I've worked on ML model quantization. The open source 4-bit or 8-bit quantizatio...

lolinder · on Aug 5, 2023

I'm sure there are better methods! But in this case, MKML's numbers just don't look impressive when placed alongside the prominent quantization techniques already in use. According to this chart [0] it's most similar in size to a Q6_K quantization, and if anything has slightly worse perplexity.

If their technique were better, I imagine that the company would acknowledge the existence of the open source techniques and show them in their comparisons, instead of pretending the only other option is the raw fp16 model.

[0] https://old.reddit.com/r/LocalLLaMA/comments/142q5k5/updated...

Scene_Cast2 · on Aug 5, 2023

From what I remember, non-power-of-2 compression schemes tank inference speed (assuming Q6_k is 6-bit; I haven't actually verified if ggml q6_K llama is slow). Meanwhile, the site claims a speed-up.
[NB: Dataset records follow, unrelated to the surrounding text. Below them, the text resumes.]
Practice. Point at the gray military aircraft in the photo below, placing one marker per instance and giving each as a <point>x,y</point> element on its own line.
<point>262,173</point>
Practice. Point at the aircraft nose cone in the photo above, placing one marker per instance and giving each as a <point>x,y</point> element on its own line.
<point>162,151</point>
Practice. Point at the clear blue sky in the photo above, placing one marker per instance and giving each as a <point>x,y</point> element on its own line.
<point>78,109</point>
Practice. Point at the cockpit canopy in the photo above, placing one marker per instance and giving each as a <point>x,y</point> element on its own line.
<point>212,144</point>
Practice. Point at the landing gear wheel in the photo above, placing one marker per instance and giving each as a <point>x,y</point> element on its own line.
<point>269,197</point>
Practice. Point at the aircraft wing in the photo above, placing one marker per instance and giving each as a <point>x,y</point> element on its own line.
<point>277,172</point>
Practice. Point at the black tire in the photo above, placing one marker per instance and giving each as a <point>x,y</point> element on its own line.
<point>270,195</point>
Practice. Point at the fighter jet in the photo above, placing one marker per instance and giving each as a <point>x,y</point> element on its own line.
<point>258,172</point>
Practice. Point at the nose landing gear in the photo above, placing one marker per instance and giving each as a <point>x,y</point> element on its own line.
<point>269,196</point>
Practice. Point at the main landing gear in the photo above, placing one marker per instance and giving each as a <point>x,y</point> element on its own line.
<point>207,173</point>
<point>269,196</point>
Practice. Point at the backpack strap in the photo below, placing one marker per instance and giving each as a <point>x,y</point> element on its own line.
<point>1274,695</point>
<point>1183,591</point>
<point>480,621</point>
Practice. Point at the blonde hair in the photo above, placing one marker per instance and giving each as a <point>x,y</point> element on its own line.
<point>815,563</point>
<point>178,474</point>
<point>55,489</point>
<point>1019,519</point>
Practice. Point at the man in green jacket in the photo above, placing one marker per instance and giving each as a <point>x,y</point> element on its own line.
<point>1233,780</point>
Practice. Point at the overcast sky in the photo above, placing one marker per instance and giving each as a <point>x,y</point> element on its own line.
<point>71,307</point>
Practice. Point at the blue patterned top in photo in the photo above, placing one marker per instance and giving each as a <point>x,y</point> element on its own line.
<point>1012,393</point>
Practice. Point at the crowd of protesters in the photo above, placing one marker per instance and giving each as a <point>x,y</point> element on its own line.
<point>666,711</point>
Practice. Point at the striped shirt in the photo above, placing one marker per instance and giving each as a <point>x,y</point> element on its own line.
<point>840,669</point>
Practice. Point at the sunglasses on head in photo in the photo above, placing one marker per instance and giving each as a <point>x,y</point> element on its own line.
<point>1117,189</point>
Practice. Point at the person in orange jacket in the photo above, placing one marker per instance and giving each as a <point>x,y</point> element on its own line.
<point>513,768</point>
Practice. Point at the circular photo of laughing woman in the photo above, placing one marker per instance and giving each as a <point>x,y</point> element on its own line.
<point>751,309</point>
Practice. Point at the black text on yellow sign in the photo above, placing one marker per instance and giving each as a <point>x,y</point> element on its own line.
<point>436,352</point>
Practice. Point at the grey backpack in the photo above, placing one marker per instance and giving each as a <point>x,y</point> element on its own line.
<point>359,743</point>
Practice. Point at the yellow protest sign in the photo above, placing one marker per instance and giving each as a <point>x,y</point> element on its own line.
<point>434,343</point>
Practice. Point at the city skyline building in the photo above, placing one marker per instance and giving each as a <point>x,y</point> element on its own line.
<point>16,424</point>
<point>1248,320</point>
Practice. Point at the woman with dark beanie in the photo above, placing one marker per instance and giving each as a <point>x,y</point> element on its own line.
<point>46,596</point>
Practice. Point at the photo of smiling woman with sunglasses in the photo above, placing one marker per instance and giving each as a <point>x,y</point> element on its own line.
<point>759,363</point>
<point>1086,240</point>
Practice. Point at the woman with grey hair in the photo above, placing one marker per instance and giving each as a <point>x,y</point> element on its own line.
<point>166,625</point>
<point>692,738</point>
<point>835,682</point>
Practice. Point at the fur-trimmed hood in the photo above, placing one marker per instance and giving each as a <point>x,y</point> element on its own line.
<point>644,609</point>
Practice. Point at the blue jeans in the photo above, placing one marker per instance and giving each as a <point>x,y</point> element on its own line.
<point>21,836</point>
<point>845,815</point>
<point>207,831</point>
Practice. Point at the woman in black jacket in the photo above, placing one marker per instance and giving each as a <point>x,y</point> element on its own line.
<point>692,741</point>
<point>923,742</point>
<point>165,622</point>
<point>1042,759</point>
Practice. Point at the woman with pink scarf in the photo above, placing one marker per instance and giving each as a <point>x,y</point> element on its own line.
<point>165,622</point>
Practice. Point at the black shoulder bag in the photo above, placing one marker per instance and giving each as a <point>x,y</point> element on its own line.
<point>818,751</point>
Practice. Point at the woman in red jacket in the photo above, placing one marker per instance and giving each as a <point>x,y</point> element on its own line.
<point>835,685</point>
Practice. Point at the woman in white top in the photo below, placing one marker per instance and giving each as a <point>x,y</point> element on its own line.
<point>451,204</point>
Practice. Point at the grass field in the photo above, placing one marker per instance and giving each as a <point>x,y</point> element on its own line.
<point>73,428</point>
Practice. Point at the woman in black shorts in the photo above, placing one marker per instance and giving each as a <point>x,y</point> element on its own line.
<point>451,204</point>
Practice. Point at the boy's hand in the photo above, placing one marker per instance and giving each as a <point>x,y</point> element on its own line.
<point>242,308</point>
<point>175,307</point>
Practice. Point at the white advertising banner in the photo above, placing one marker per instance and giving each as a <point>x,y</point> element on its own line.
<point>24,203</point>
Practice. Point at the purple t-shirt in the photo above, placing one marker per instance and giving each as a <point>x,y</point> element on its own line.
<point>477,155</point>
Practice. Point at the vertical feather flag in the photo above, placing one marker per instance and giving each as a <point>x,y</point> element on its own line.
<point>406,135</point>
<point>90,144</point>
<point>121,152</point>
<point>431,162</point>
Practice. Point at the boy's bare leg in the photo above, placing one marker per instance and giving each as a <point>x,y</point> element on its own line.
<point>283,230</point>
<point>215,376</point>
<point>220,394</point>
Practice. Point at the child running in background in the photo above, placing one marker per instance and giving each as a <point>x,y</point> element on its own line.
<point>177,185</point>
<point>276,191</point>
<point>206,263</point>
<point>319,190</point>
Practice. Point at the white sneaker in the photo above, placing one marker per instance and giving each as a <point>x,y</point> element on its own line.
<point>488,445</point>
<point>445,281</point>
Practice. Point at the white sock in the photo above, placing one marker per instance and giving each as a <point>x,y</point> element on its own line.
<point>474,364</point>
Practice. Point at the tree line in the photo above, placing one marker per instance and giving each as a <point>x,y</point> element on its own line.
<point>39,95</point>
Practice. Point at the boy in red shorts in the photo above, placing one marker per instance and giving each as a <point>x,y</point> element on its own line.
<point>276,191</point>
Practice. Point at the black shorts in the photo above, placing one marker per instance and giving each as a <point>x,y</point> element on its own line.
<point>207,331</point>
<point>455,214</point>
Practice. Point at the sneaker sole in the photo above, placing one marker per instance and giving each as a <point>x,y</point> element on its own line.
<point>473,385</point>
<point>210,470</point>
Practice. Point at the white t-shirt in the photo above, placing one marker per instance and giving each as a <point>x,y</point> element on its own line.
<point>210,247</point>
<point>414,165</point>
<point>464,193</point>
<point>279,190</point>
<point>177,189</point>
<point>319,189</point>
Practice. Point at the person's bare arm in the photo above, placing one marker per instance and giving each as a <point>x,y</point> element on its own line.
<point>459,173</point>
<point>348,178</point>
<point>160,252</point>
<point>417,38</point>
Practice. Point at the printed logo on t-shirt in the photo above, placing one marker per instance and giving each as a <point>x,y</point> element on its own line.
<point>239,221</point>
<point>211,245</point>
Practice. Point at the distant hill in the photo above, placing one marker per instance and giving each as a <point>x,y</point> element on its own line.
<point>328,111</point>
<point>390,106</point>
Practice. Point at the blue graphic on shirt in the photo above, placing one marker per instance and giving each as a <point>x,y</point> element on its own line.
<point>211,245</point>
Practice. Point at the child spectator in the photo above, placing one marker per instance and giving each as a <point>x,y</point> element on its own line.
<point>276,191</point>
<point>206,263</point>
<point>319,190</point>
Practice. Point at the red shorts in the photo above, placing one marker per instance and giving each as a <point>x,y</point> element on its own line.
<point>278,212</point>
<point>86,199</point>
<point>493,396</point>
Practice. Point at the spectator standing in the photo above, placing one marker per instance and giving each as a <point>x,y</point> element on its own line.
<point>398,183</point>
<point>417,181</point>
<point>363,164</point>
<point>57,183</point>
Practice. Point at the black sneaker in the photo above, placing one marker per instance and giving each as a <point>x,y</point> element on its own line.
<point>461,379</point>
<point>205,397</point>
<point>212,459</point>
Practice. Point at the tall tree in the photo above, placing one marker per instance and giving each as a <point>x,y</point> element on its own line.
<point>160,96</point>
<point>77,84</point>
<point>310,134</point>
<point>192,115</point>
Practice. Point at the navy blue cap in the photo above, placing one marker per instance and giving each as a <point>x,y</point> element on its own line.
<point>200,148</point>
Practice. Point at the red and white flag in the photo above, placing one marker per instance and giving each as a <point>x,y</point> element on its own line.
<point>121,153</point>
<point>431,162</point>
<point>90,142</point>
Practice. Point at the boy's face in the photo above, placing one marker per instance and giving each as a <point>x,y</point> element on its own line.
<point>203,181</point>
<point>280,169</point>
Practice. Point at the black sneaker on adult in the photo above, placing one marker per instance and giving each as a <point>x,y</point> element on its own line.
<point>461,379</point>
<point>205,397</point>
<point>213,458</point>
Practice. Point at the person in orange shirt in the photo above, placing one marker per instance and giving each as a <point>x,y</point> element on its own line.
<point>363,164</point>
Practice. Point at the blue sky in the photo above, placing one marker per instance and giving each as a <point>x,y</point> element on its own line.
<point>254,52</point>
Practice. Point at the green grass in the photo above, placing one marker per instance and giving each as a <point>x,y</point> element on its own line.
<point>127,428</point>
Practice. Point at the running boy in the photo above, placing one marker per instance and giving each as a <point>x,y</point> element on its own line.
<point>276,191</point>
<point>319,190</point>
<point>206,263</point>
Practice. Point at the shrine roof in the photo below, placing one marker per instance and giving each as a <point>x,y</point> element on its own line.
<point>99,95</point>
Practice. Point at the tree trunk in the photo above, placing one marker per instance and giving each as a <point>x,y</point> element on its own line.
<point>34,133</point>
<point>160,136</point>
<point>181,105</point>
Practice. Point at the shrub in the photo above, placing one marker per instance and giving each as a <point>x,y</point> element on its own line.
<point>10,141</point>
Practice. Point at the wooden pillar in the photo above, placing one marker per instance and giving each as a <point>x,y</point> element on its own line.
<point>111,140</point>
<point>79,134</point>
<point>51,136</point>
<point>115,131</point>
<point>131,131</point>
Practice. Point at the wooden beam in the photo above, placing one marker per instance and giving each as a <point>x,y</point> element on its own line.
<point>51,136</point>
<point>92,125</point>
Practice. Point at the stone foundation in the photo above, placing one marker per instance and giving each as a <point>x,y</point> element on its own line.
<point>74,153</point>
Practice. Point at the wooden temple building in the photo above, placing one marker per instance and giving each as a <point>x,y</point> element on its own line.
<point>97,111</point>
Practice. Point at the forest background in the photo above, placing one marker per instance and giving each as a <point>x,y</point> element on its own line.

But I do actually agree with you - they should really be benchmarking against popular competitors. In my experience, fancier quantization is a _lot_ of work for fairly little gain (at least for neural nets). I also think that ML techniques such as quantization (or fancy param sweeps, feature pruning, that kind of stuff) tend to either get in-housed (i.e. the model will come quantized from the source) or get open-sourced.

In-housing of ML techniques tends to happen more often if there's a money-making model where the hardware running the model costs money, but running the model brings in money.

KRAKRISMOTT · on Aug 5, 2023

What about Unum's quantization methods?

https://github.com/unum-cloud/usearch

Scene_Cast2 · on Aug 5, 2023

Not familiar with Unum. From a quick glance, it seems that they truncate Least Significant Bits, which is the simplest but fastest quantization method.